Selectmen voted unanimously Monday to allow the work to begin and to accept a $25,000 donation for the project from the Friends of Salem Bike-Ped Corridor. They agreed to sign a contract with a Nevada-based organization that will help turn the old railroad bed into a beautiful trail for walkers and cyclists.
The project is spearheaded by local resident David Topham and other members of the Friends group, including Linda Harvey. Topham, who outlined the project for selectmen before their vote, said he was pleased to receive approval, but not surprised.
The town, including community development director William Scott, has been working with the group since 2006. No taxpayer money will be used for the project, Topham said. “I felt like we had a leg up,” he said yesterday. “I felt pretty good going into it.”

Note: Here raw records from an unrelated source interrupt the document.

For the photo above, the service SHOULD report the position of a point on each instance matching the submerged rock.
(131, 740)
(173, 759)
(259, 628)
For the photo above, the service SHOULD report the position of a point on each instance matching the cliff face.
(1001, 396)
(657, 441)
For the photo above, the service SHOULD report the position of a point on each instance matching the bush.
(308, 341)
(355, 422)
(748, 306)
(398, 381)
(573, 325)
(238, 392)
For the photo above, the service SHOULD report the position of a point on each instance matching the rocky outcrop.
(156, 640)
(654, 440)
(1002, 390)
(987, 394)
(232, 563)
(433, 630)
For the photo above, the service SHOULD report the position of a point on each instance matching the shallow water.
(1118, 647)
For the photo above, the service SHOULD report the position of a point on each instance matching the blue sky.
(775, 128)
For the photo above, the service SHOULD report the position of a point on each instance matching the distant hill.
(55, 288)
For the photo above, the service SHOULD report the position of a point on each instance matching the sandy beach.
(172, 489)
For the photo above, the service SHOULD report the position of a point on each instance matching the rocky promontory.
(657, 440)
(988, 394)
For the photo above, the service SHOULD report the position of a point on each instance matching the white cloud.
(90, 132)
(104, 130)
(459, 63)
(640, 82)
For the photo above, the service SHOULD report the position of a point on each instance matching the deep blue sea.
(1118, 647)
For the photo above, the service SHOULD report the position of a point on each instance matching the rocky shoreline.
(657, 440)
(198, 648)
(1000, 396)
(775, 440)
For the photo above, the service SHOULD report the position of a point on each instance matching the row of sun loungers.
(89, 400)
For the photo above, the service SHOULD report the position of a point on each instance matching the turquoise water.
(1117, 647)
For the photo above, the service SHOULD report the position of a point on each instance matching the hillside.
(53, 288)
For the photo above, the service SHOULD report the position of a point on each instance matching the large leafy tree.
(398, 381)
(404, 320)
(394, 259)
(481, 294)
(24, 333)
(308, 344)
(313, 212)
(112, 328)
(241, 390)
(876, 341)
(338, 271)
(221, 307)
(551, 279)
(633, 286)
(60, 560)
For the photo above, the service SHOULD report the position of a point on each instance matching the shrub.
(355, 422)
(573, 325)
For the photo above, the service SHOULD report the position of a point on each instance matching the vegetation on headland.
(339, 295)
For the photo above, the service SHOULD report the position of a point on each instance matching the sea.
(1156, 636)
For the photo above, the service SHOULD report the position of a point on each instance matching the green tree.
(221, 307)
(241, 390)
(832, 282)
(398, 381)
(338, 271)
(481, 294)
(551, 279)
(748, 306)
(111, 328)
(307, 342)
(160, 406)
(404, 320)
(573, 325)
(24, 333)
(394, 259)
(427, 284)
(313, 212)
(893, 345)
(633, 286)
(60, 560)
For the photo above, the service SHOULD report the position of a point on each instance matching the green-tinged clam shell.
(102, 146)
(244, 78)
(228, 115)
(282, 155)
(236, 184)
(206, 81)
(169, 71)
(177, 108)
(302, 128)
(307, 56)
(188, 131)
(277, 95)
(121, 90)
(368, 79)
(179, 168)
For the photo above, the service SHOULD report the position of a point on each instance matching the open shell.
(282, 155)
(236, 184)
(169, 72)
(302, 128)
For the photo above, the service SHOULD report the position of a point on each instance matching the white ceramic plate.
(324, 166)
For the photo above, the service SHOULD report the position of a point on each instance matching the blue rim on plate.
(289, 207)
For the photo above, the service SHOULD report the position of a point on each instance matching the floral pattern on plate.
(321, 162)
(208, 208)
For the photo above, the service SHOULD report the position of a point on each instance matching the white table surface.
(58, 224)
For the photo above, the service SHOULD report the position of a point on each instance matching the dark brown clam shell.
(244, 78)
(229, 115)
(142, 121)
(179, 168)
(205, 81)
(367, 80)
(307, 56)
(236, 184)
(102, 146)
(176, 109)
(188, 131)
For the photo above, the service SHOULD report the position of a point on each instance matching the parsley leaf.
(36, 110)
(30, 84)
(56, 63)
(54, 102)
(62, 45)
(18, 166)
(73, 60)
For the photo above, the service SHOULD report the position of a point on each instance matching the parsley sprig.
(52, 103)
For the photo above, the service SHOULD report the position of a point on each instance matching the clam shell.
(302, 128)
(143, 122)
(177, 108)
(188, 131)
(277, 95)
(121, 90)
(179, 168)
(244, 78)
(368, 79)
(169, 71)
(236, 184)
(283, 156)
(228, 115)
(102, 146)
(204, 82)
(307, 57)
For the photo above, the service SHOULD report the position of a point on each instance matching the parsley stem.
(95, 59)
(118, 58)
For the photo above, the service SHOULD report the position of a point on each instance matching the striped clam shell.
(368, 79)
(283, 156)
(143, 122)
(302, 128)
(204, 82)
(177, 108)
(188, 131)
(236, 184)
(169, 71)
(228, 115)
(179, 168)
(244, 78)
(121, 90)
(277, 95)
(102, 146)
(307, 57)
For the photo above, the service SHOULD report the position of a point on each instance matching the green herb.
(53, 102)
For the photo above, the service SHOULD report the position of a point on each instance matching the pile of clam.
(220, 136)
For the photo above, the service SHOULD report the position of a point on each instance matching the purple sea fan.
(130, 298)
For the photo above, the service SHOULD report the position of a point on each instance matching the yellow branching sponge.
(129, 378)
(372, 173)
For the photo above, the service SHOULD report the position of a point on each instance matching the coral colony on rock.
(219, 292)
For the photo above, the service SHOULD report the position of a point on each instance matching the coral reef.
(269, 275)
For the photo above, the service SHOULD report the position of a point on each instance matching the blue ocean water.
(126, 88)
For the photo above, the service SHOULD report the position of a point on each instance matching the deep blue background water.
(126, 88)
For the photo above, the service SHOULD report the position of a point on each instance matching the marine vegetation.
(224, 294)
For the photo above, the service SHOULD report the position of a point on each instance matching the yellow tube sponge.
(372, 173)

Before accepting the donation, Selectman Stephen Campbell said he wanted to make sure the money would only be spent on the rail trail.
Approximately 20 supporters of the project packed the Knightly Meeting Room at Town Hall, Topham said.

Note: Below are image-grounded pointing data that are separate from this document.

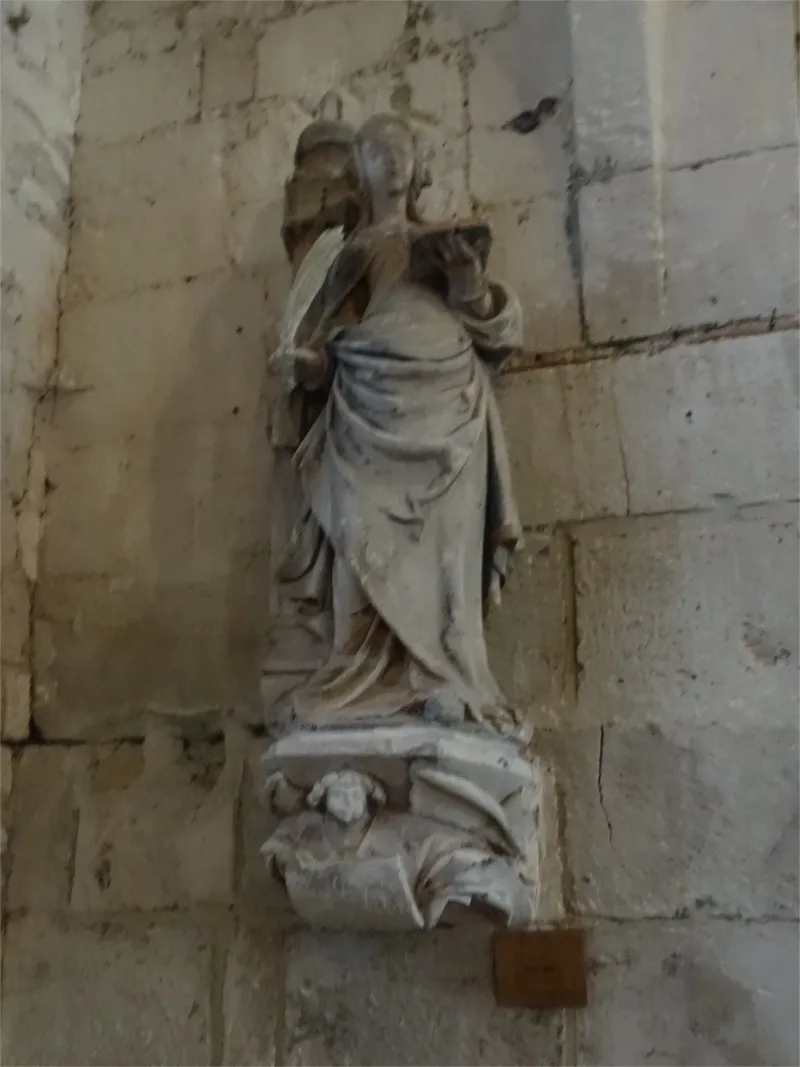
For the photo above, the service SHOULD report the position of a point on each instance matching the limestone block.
(181, 504)
(514, 70)
(195, 353)
(528, 635)
(49, 49)
(229, 69)
(506, 165)
(252, 994)
(664, 250)
(520, 64)
(436, 92)
(33, 261)
(15, 711)
(169, 240)
(107, 993)
(691, 993)
(610, 92)
(702, 821)
(179, 654)
(35, 172)
(6, 775)
(156, 827)
(404, 1000)
(530, 252)
(448, 196)
(312, 53)
(707, 424)
(376, 91)
(682, 81)
(9, 542)
(118, 180)
(733, 256)
(110, 14)
(162, 33)
(15, 605)
(136, 95)
(216, 19)
(259, 163)
(623, 256)
(445, 21)
(562, 442)
(48, 784)
(689, 619)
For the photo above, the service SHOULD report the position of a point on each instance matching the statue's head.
(388, 158)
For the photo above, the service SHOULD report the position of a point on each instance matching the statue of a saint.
(398, 771)
(411, 519)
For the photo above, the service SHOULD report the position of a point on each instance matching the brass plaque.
(540, 969)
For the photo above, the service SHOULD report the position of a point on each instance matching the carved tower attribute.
(396, 767)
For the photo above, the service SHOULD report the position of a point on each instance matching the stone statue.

Residents have backed the project since it was first proposed in the 1990s. Receiving approval from selectmen means there is only one more hurdle to overcome before work can begin, Topham said.
He said his group learned only a couple of weeks ago from the U.S. Environmental Protection Agency that a stormwater runoff permit was still needed. A local engineering firm is seeking the permit, with hope the Iron Horse Preservation Society can begin work later this month, Topham said. “Iron Horse is ready to start in Salem this week,” he said.
Joseph Hattrup, the organization’s chief operating officer, also appeared before selectmen Monday night.
Members of the railroad preservation group travel around the country and pull up old track for free. They fund the work by selling the track and equipment to help restore historic railroads.